Madame Véronique KLAJNBERG, Conseiller,

Assistées lors des débats de Mme Hélène LAGIER, Greffier.

DEBATS :

A l'audience publique du 12 Avril 2011, Madame LANDOZ a été entendue en son rapport.

Les avoués et l'avocat ont été entendus en leurs conclusions et plaidoirie.

Puis l'affaire a été mise en délibéré pour l'arrêt être rendu à l'audience de ce jour.

------ 0 ------

Par acte authentique du 30 décembre 1998, [J] [G] a acquis moyennant le prix de 315.250 Frs, de [H] [I] veuve [L] et de [K] [L] le lot 93 dans un ensemble immobilier en copropriété à usage d'habitation, dénommé le [Adresse 9], sur le territoire de la commune de [Localité 11], Isère ; le jour de la vente, il a souscrit un contrat de rénovation de ce lot avec la S.A.R.L. SEGBATI, dont le gérant était [K] [L] et a réglé la somme de 735.584 Frs.

Le 28 juin 2001, il a reçu un avis de redressement du Directeur des Services Fiscaux qui a considéré que la somme de 735.584 Frs constituait une charge augmentative du prix qui aurait dû être déclarée dans l'assiette du prix de vente ; il a dû régler 12.212 € au titre du supplément de taxe de publicité foncière.

[J] [G] s'est plaint également de ce que lorsqu'il a voulu revendre le bien acquis aux consorts [L], il s'est aperçu que la surface de l'appartement était bien moindre que celle indiquée par ses vendeurs.

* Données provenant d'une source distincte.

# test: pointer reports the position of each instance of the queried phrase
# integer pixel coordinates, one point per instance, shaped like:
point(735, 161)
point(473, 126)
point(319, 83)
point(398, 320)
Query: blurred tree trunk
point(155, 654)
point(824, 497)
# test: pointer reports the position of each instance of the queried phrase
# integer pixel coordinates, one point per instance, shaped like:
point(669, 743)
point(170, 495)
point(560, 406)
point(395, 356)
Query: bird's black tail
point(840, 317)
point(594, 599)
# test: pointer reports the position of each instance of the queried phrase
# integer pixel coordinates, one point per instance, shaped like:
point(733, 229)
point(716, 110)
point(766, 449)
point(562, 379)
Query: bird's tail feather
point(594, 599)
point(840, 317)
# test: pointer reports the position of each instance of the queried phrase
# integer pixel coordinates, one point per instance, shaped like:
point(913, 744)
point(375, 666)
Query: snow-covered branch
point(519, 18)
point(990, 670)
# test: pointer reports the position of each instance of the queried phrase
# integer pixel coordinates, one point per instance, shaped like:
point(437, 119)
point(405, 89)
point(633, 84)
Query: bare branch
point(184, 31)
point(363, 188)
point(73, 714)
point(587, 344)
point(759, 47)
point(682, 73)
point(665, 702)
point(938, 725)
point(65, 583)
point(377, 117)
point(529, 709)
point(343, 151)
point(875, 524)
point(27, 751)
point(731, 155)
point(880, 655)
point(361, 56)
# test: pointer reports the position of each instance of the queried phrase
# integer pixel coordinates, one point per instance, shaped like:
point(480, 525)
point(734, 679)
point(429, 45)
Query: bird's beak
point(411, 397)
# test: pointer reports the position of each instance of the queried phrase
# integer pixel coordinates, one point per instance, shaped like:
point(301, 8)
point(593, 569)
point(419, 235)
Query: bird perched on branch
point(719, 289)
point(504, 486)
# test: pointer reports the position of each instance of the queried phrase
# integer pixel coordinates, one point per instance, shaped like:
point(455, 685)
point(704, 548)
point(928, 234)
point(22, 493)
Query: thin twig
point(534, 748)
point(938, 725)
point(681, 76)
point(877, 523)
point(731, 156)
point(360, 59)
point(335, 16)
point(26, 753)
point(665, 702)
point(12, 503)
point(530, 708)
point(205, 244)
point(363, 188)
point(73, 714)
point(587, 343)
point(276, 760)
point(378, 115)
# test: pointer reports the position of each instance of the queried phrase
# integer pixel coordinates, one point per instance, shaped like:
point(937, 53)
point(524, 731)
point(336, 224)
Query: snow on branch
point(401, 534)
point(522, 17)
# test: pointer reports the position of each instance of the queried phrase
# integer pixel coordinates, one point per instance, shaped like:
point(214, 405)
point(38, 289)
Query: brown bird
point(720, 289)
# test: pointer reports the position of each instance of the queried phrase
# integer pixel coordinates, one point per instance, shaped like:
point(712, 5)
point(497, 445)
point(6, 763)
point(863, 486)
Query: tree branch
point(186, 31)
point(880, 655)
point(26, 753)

Par actes des 4 et 5 avril 2006, [J] [G] a fait assigner devant le Tribunal de Grande Instance de GRENOBLE [K] [L] pris tant en son nom personnel qu'en qualité d'héritier de sa mère, [H] [I] veuve [L] ainsi que la S.A.R.L. SEGBATI ; il demandait la condamnation de [K] [L] à lui payer la somme de 69.489,99 € outre intérêts capitalisés à compter du 30 décembre 1998, représentant la part du prix qu'il a payé en trop compte tenu de la superficie du bien, 1.573 € au titre des intérêts de retard qu'il a dû régler sur la somme de 12.212 € et 2.000 € au titre des frais engagés dans le cadre de la procédure de recouvrement ; il sollicitait une indemnité de 1.500 € au titre de l'article 700 du code de procédure civile.

Par jugement du 24 novembre 2008 le tribunal a rejeté les prétentions de [J] [G] et l'a condamné à payer à la S.A.R.L. SEGBATI la somme de 1.000 € au titre de l'article 700 du code de procédure civile.

[J] [G] a interjeté appel de cette décision le 31 décembre 2008 en intimant [K] [L] ; le 8 avril 2009 il a fait une déclaration d'appel complémentaire à l'encontre de la S.A.R.L. SEGBATI.

Il reprend sa demande en réduction du prix contre [K] [L] en se fondant sur le dol commis par celui-ci ; il fait valoir que la déclaration de surface faite par le vendeur est mensongère tant en ce qui concerne la surface, 53 m² au lieu de 29,99 m² mesurés selon les prescriptions de la loi CARREZ, qu'en ce qui concerne l'absence totale de mesurage à l'occasion de la vente.

Il indique qu'on ne peut lui opposer le délai de l'article 1304 alinéa 1 du Code Civil, puisque le bien acquis étant destiné à la location, il n'a jamais pu découvrir la surface réelle avant le projet de revente et le relevé de surface qu'il a obtenu le 7 avril 2006.

Il ajoute que le dol lui ouvre une action en réparation du préjudice subi sur le fondement des dispositions de l'article 1382 du Code Civil, distincte de l'action en nullité elle-même et nonobstant le fait qu'il soit forclos à mettre en 'uvre les dispositions de la loi CARREZ.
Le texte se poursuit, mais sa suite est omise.